Introduction: CSL112 is a novel formulation of human apolipoprotein A-I (apoA-I) suitable for intravenous infusion, currently in development for reducing the high rate of early recurrent events after acute myocardial infarction. Infusion of CSL112 into healthy volunteers causes HDL remodeling, with an immediate rise in lipid-poor apoA-I and a strong and immediate increase in the ABCA1-dependent cholesterol efflux capacity of plasma. Interaction of CSL112 with whole plasma or purified HDL gives rise to three new remodeled HDL species: large (L-HDL rem ) and small (S-HDL rem ) species, and lipid-poor apoA-I. Here we characterized the composition and morphology of remodeled HDL species and compared their ability to efflux cholesterol via different transporters.

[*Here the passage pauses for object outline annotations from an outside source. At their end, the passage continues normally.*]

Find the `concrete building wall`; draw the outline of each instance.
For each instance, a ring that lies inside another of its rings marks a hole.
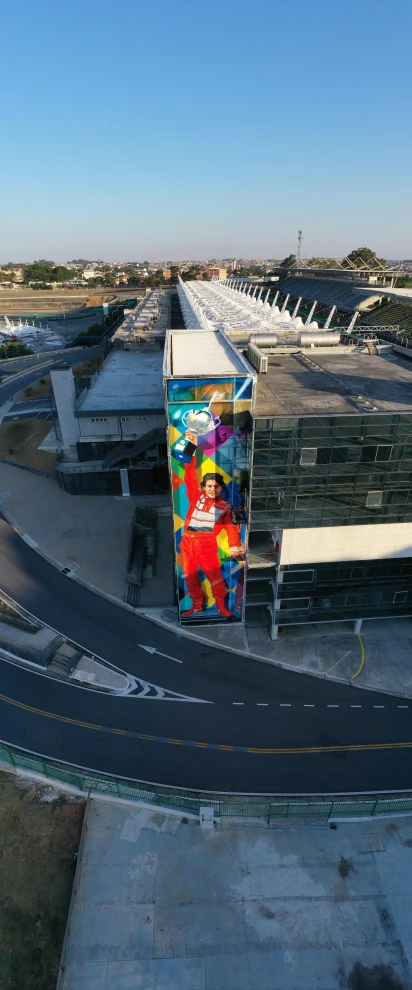
[[[66,366],[51,369],[51,380],[57,415],[59,417],[63,450],[65,452],[76,448],[79,439],[78,420],[74,415],[76,389],[72,369]]]
[[[150,430],[166,430],[166,416],[157,414],[141,415],[128,414],[125,410],[122,416],[109,416],[96,413],[96,416],[82,416],[78,419],[79,437],[81,440],[133,440],[144,436]]]
[[[412,523],[284,529],[280,565],[412,556]]]

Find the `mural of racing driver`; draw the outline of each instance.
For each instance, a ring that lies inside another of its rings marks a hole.
[[[196,472],[196,447],[198,436],[186,430],[186,438],[193,447],[190,460],[185,465],[184,481],[189,500],[180,553],[182,572],[192,600],[191,608],[182,612],[182,618],[201,616],[204,609],[203,575],[208,578],[216,608],[224,618],[232,612],[226,605],[228,588],[222,576],[217,537],[225,530],[231,559],[239,559],[244,546],[239,543],[239,531],[234,523],[234,509],[221,497],[224,479],[217,472],[204,475],[200,485]]]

Methods and Results: CSL112 and HDL3, fluorescently labeled on protein or lipid, were incubated together for varying periods of time at 37°C. Resultant HDL particle size distribution was assessed by native gel electrophoresis followed by fluorescence imaging. Morphology of the individual purified products of HDL remodeling was examined by negative stain electron microscopy. We show that L-HDL rem is a large, spherical species composed of apoA-I and phospholipid from both native HDL and CSL112. S-HDL rem is a small, disc-shaped species composed of apoA-I from CSL112 that is smaller due to the loss of phospholipids. The smallest species, lipid-poor apoA-I, is composed of apoA-I from HDL and CSL112. Lipid-poor apoA-I and S-HDL rem were found to have the greatest ability to efflux cholesterol via ABCA1. While S-HDL rem and L-HDL rem showed comparable ability to efflux cholesterol via ABCG1, L-HDL rem mediated additional efflux via SR-B1 and by an aqueous diffusion process. Conclusion: The generation of these remodeled HDL species can account for the strong and immediate increase in cholesterol efflux capacity observed upon infusion of CSL112, and make CSL112 a promising approach for rapidly removing cholesterol from atherosclerotic plaque.